I keep hearing about Mr. Goldberg's book, and relatively favorably. I have done some of that research, though in no way nearly as exhaustively, I have merely loosely (if accurately?) put the puzzle together for the most part. If I do not create an exact chain of people and events, I understand that El Deuce was a socialist and his father was a socialist who named El Deuce after the Mexican radical who saw the last true revolution in Mexico to fruition (jointly, with another Mexican radical). That Mexican revolutionary did not see himself as a socialist (see your own discussion about liberals above), yet created that system in Mexico (and named his children Lucifer, Satan, and Stalin (Stalin or Lenin, but I think Stalin). Yes, lots of interesting mixes. That is just one example. Betty Freiden, the author of Feminist Mystique (sps?), was actually (when she wrote the book) married to a very wealthy man. She had a maid and a cook, so never spared her time doing 'the odious man-slave chores' she discusses in her book. Actually, she spent most of her time at a local 2-year college as a groupie for a Stalinist professor, professing communism and socialism (communists, like modern "liberals", are not socialists either, just ask them). There are literally thousands of nearly secret direct and indirect links between ideologies, people, through time and great distances.
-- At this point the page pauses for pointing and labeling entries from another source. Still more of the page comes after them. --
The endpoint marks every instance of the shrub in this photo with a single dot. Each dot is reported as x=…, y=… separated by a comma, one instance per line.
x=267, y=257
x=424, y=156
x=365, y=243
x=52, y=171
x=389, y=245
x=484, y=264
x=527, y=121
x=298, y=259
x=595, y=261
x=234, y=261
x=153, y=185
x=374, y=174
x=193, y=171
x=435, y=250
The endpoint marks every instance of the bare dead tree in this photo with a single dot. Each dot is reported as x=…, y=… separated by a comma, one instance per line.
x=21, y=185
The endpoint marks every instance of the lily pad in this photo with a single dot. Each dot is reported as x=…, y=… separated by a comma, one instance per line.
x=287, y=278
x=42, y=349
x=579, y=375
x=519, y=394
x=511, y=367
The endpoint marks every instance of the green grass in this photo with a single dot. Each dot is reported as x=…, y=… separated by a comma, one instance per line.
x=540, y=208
I really think there are only two sides, good and evil. Though their are shades of each, often referred to as chaotic and lawful. Neutrality is not really a place, it is merely either an inability to make a choice between those due to a lack of real choice in being bound by superior and hostile forces from both sides or having nothing personal to gain or lose in the conflict from some odd perspective, or a lack of moral, ethical, or intellectual capacities. I know which side socialism and communism are on. And though capitalism has it's failings, if kept open to advancement through achievement, it is the only real system which looks more like what heaven seems to represent (a place with houses of many sizes, from shacks to mansions, and based on achievement).
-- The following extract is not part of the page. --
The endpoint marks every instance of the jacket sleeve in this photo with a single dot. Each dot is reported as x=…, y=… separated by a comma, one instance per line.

Anyway. I might have to read his book and see about some of the other links. And, whether I concur. Though I generally like, and often enjoy, reading Mr. Goldberg's material, I sometimes have doubts about which side he really is on, or at least how strongly he leans in the right direction. Well, sometimes. Thanks for the advice, when I can, I think I will take you up on the reading.
Boy am I full of myself today! Never worry, I am off and away. A movie? Yeah, maybe... Have a good weekend.
I'm halfway through the book now. So far, I can't detect a hint of respect for the political left in it. If anything, I think the book illustrates that Goldberg probably became more adamantly anti-leftwing as he researched his book.